Abundan las descripciones brutales y sintéticas. “Aquel año me autodestruí mucho más que el resto de los años y, sin embargo, nunca estuve más lleno de vida. Mi madre parecía una planta de interior sacada al balcón. Yo parecía un criminal lobotomizado. Éramos, por fin, una familia”.
Pasan las páginas y el sentimiento del protagonista cambia. Su madre deja de ser un sujeto despreciable y se va transformando en alguien digno de respeto, alegre, lleno de vida a pesar de que la vida misma se va perdiendo con intensidad. Una de sus últimas imágenes, cuando ya el deterioro físico es absoluto, la describe sentada en una hamaca con su lívido peso de esqueleto incapaz de extender la superficie en la que se apoya, un instante de compasión, amor y respeto.

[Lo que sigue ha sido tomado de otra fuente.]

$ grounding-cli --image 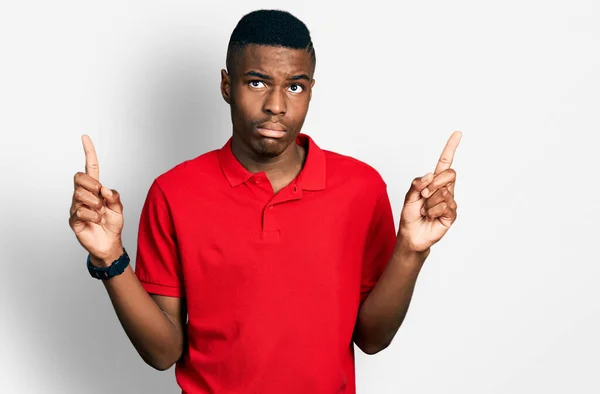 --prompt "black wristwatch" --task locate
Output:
[88,248,129,280]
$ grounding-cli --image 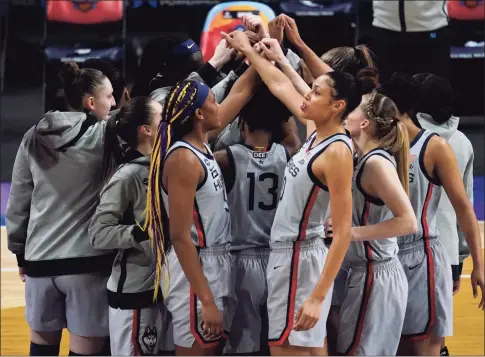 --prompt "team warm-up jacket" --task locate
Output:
[89,155,155,309]
[6,111,113,277]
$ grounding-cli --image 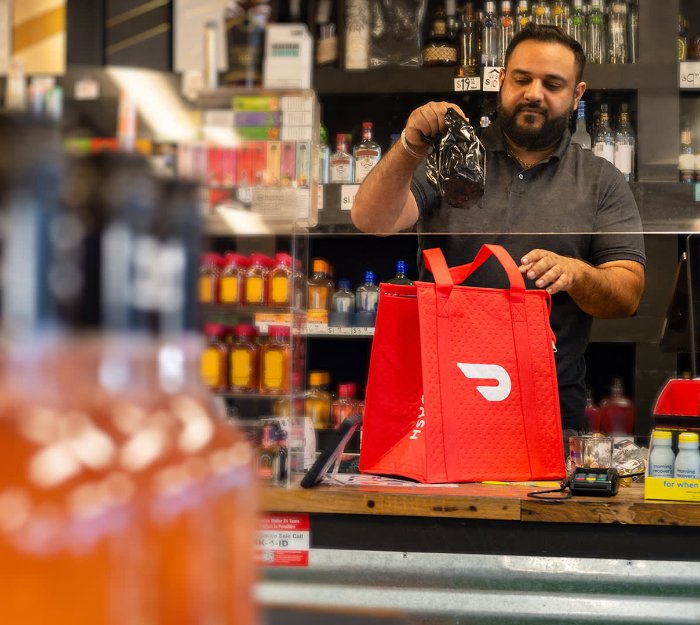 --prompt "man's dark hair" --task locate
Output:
[505,23,586,84]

En varias entrevistas le han preguntado a Tibuleac el origen de esta historia, como si la creación tuviese un disparador único y fuese por caminos claros y señalizaciones concretas, que además el escritor puede explicar paso a paso. Quizá el origen, si existe como tal, resultó un verano no con su madre, sino con su padre. Y fue totalmente apacible, con paseos a través de un campo pletórico de girasoles. Y tal vez la presencia lejana de una mujer deteriorada físicamente haya servido como molde para esta madre de ficción.
Las emociones no siempre tienen una explicación clara y limpia. En cambio las imágenes, que desbordan sobradamente al mundo racional, sí contienen limpieza. En su nitidez brotan significados múltiples. El cielo estrellado como un ordenador gigante. Los recuerdos desagradables guardados en ficheros de pus. Las explicaciones como una lupa enorme que pende sobre nuestras cabezas y nos deforma. Los ojos de la madre como las ventanas de un submarino color esmeralda.
Una novela poética, de fina sensibilidad y enorme agudeza.